Menanggapi itu, Ekonom Institute for Development of Economics and Finance (Indef) Bhima Yudhistira mengatakan, pembentukan kementerian baru mesti dikaji secara matang. Menurutnya, kementerian baru harus diukur tingkat efektivitas kerja, kordinasi, dan anggarannya.
Dia bilang, pembentukan kementerian baru sendiri belum tentu menyelesaikan masalah.
SCROLL TO CONTINUE WITH CONTENT
"BKPM kan sudah ada untuk urusan investasi, tapi selama ini ada ego sektoral antar kementerian lembaga. Izin investasi misalnya sering bersinggungan dengan kementerian KLHK, ESDM dan pemerintah daerah. Buat kementerian baru belum tentu selesaikan permasalahan itu," ujarnya kepada detikFinance, Selasa (12/3/2019).
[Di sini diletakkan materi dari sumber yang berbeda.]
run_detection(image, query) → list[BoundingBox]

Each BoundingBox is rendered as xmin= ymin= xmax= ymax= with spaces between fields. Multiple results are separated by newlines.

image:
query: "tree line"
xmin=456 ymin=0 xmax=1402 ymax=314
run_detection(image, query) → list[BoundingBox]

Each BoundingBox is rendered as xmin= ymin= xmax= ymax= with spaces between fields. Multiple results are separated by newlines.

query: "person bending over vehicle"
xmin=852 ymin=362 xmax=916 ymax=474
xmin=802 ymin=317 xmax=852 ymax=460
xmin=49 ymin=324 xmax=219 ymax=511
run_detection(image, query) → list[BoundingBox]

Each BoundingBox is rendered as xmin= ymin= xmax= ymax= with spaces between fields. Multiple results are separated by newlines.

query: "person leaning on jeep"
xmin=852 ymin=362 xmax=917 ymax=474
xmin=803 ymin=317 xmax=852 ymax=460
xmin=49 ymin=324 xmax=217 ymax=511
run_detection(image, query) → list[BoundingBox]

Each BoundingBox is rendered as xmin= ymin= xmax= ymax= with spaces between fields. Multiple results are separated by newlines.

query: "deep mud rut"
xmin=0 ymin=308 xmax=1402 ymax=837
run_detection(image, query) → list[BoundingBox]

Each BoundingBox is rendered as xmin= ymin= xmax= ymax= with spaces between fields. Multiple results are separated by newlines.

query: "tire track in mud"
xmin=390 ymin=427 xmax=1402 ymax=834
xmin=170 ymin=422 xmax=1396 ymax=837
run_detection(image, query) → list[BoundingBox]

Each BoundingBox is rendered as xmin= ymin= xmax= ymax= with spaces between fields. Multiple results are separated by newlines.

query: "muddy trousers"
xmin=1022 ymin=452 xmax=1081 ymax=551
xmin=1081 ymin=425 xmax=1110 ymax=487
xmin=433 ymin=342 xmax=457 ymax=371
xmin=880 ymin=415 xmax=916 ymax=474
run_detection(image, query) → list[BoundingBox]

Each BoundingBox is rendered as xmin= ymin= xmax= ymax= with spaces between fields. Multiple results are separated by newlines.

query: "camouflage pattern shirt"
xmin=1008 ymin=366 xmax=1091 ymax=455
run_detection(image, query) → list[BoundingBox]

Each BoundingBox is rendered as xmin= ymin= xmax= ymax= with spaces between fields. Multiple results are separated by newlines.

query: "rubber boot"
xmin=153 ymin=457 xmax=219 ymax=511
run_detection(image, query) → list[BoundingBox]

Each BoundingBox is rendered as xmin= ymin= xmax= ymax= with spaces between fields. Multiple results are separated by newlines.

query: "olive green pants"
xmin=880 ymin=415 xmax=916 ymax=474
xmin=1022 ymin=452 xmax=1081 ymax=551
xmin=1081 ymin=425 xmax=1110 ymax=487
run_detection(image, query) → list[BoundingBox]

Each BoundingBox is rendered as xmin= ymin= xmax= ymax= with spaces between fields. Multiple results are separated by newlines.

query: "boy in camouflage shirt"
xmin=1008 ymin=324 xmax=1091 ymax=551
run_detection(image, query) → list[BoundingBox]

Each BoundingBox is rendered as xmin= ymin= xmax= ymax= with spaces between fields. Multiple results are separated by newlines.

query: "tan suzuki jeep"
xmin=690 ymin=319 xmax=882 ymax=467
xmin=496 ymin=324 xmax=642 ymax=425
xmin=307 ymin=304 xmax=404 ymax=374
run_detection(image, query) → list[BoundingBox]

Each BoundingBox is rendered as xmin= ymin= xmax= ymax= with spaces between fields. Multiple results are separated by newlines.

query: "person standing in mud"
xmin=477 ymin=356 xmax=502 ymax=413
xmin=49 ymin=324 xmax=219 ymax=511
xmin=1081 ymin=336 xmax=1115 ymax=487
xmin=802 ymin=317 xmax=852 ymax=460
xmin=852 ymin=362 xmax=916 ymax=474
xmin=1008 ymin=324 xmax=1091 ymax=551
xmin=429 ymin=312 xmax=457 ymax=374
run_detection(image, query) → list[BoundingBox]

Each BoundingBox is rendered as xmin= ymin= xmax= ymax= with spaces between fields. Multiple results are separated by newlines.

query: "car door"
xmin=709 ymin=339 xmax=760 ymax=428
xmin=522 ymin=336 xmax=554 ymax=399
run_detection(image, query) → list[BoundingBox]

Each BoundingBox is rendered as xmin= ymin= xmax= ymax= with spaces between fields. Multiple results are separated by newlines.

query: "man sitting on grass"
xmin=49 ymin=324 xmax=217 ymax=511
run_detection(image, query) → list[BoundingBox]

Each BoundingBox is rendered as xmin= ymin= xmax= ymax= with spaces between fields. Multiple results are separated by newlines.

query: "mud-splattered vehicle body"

Dia melanjutkan, pembentukan kementerian baru juga butuh anggaran besar. Anggaran tersebut untuk kerja kementerian, biaya operasional, hingga sumber daya manusia (SDM).
"Sementara anggaran mendirikan kementerian baru juga tidak murah. Setiap tahun untuk Kementerian Perdagangan misalnya butuh dana Rp 3,5 triliun. Kalau buat dua kementerian baru minimum Rp 3,5 triliun dikali dua Rp 7 triliun. Belum biaya gedung, SDM diawal dan sebagainya. Tentu akan sangat mahal. Jangan sampai menambah beban APBN di tengah kenaikan utang negara," ujarnya.
Menurutnya, kementerian baru harus dikaji secara matang sebelum dilempar ke publik.
"Usul itu lebih baik dikaji dulu secara matang baru dilempar ke publik. Tidak semua masalah investasi dan ekspor selesai dengan buat institusi baru. Yang ada nanti makin birokratis dan sulitkan investor," tutupnya. (zlf/zlf)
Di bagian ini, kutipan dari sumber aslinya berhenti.